About Jesus - Steve Sweetman Where
Are The Miracle Workers? It was 1971 when I
found myself involved in what was called "the Charismatic
Movement." In
traditional Pentecostal terminology this movement was an outpouring of the
Holy Spirit on people from all ethnicities and denominational persuasions.
It was not that I was unfamiliar with the Holy Spirit and the
miraculous that I saw in the movement because I was familiar with it.
At the age of six I was pulled from the doorstep of death.
After being in and out of a coma-like state, Jesus healed me of
Juvenile Diabetes, something the doctors at Sick Children's Hospital in Toronto,
Ontario, Canada, with no reluctance, confirmed to be a miracle.
I saw the miracles
and healings in the Charismatic Movement.
In 1973 my friend was given a few weeks to live.
She looked eight months pregnant; not with child but with cancer.
After much prayer she was raised to life and lives to this day.
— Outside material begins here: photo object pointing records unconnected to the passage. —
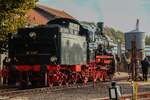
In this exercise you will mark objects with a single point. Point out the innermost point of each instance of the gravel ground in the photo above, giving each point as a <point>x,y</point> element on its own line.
<point>85,93</point>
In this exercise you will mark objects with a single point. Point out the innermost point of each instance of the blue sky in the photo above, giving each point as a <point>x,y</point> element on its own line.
<point>119,14</point>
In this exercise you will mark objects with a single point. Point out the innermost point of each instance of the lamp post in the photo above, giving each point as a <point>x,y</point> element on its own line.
<point>114,91</point>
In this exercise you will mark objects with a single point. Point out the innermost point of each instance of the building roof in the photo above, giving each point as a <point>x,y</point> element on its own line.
<point>42,14</point>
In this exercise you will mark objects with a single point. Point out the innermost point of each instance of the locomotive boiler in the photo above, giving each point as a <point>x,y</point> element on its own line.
<point>56,53</point>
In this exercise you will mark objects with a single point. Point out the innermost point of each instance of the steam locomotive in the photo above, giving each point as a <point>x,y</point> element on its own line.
<point>60,52</point>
While walking to
work one day in 1972 my nose began to bleed.
That was no time for a nose bleed. I
ask Jesus to stop the bleeding. Immediately
I felt the blood flowing back up my nose.
Movements of the
Holy Spirit are exciting to live through but history tells us that they
often die because of excessive human interference, which I observed at
times in the 1970's. I saw
exaggerated claims of healing that could not be verified, prophetic
predictions that never came true, legs being lengthened by manipulative
means, and people copying other people's gift of tongues.
There was
definitely lots of excitement in the Charismatic Movement, some of which
should have been tempered by Biblical knowledge.
It was sometimes suggested that all Christians in the first
generation church performed the miraculous, and therefore, so should we.
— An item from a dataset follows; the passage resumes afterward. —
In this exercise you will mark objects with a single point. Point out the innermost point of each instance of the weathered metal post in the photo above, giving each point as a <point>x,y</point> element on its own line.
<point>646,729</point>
Was that really the case? Acts
5:12 and 13 says this: "The apostles
performed many signs and wonders among the people. And
all the believers used to meet together in Solomon’s Colonnade. No
one else dared join them, even though they were highly regarded by the
people." Acts 2:43 says
this: "Everyone was
filled with awe at the many wonders and signs performed by the
apostles." It seems to me from
the above verses that it was the apostles who performed the miracles and
healed the sick, not the general Christian public.
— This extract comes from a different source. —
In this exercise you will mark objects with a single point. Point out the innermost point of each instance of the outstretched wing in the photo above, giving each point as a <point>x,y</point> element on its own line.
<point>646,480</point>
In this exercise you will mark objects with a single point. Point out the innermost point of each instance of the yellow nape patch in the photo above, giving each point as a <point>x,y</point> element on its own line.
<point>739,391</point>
The Apostle Paul explained why this was so in 1 Corinthians 12:8
through 10. The text says:
"To one there
is given through the Spirit a message of wisdom, to another a message of
knowledge by means of the same Spirit, to another faith by the same
Spirit, to another gifts of healing by that one Spirit, to another
miraculous powers, to another prophecy, to another distinguishing between
spirits, to another speaking in different kinds of tongues, and to still
another the interpretation of tongues." Notice the words
"to one is given" and "to another is given."
One person receives one gift of the Spirit while another person
receives another gift. No one
person possesses all the gifts and not all have the gifts of healing and
miracles. The Holy Spirit
determines who gets what gifts and when.
1 Corinthians 12:11 says this: "All these
[gifts of the Spirit] are the work of one and the same Spirit, and he
distributes them to each one, just as he determines."
Paul, in 1
Corinthians 12 through 14 addressed the issue of the individual's place
and ministry in the Body of Christ. As
each part of your physical body has its specific function, each one of us
in the Body of Christ has his specific function.
We all have different responsibilities based on the gifts we have
receive from God the Father, from Jesus, and from the Holy Spirit.
As each one of us discovers our place and function in Christ's
earthly body, the life of the Holy Spirit will be displayed in us in the
way He wants. It might well be
then that we see where the miracle workers among us are.